Чудодей (Штриттматтер) - страница 5


Нахохлившийся муж сидел на постели роженицы.

— Что ж, значит, и правду сказать нельзя?

— Не всегда.

— Вернее, всегда нельзя.

— Чтоб выросла правда, нужно возделать почву.

— А эта премудрость у тебя откуда, жена?

— Из книги.

— В книгах жизнь гладенькая. — Густав поглаживал руку жены. На большом пальце у него была мозоль, твердая, словно костяная. Натерло стеклодувной трубкой на фабрике. — Как же нам теперь быть с крестинами?

Лена закрыла глаза. В ее обескровленном теле звучала музыка, слышная только ей. Густав сидел нахохлившись на полосатом одеяле, неподвижный, как чурбан, и думал. Но молча он не мог думать.

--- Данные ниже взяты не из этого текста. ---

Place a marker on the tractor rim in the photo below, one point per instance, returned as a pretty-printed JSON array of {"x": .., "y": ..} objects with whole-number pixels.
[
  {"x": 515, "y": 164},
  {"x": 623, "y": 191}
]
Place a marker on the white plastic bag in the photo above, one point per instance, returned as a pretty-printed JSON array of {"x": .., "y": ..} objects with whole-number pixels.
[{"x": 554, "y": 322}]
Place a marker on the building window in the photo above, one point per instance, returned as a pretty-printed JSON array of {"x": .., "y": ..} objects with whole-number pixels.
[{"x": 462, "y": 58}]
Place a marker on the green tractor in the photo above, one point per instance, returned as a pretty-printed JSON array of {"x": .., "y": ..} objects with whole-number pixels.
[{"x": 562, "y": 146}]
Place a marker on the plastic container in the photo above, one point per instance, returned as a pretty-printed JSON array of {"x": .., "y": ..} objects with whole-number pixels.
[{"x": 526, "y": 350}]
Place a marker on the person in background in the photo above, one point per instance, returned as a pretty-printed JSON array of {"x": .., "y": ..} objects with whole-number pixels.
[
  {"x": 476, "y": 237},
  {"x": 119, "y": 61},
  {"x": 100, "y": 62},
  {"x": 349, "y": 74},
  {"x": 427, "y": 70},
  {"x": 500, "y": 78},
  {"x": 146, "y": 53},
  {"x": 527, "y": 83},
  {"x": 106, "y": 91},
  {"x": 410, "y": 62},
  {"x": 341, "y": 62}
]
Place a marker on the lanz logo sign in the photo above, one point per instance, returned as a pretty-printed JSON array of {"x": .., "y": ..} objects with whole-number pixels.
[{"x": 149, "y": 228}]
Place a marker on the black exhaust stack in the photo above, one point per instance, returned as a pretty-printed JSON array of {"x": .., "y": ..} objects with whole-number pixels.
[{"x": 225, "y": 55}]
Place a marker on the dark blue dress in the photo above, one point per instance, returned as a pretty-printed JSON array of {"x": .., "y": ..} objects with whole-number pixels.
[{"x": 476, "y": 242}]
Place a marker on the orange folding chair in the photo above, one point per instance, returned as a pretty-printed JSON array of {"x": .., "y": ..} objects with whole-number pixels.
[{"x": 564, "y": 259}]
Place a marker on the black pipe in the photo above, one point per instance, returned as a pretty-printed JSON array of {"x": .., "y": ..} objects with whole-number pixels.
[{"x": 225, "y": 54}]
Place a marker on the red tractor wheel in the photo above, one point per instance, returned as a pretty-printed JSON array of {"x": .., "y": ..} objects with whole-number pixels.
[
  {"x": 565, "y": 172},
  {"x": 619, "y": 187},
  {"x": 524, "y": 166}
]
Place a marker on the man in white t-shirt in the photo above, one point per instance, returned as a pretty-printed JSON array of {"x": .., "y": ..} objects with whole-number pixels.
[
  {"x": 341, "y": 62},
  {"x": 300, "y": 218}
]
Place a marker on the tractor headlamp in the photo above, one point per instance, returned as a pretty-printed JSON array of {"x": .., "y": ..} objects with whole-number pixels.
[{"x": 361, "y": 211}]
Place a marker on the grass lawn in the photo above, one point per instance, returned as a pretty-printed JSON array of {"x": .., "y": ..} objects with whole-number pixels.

— Крестины, крестины… И зачем только человеку креститься, а? Чтоб другие по этому случаю нажирались? Я вот знал одного — его никакой поп не кропил святой водицей. А в жизни ему доставалось никак не больше лиха, чем нашему брату крещеному. Мы с ним вместе работали на фабрике. Он приехал из Польши или еще откуда-то. Его просто забыли окрестить. А между тем у него был даже особый дар от бога — он жрал стекло. Стоило ему только выпить, и он шутя наедался. На закуску сжует рюмку, а вместо жаркого — пивную кружку. А зеваки любуются и угощают его, ставят и выпивку и закуску. Так он не раз экономил свои денежки.

Лена опомнилась. Она смотрела на мужа, вероятно, так же, как все матери во всем мире смотрят после родов на своих мужей. Он был волшебником, он был тем ветром, который врывается в листву цветущей вишни и прижимает покрытых пыльцою пчел к разверстым цветам. Ветер великих перемен.

Густав продолжал свое:

— Есть ведь целые народы, у которых не крестят. И расходов на крестины у них нет.

Лена попыталась приподняться.

— А мы возьмем богатых крестных!

— Только бы удалось!

Густав вышел из дому и засвистал: «Юлий все деньги просадил…» Из кустов дикой сирени выпорхнули ребятишки. А он взял тележку и потащился к картофельному полю. Ему предстояло добрых две недели, кроме своей работы, управляться еще и за жену.

Повивальная бабка больше не приходила. Деньги для нее забрал посыльный из общинного правления.

2

Станислауса наделяют именем пожирателя стекла. Пастор заботится о его душе и повергает в ужас его мать Лену.

Бюднеры обсуждали, как назвать нового сына. Густав перебирал своих сыновей. Загнул большой палец — Эрих, указательный — Пауль, средний — Артур, а безымянный с мизинцем — Вилли и Герберт.

— Теперь нам нужен Станислаус, — сказал он.

— А я бы хотела Бодо, — сказала Лена.

— Бодо? Это большого пса, пожалуй, можно было бы назвать Бодо, — Густав покачивал на коленях четырехлетнего Герберта.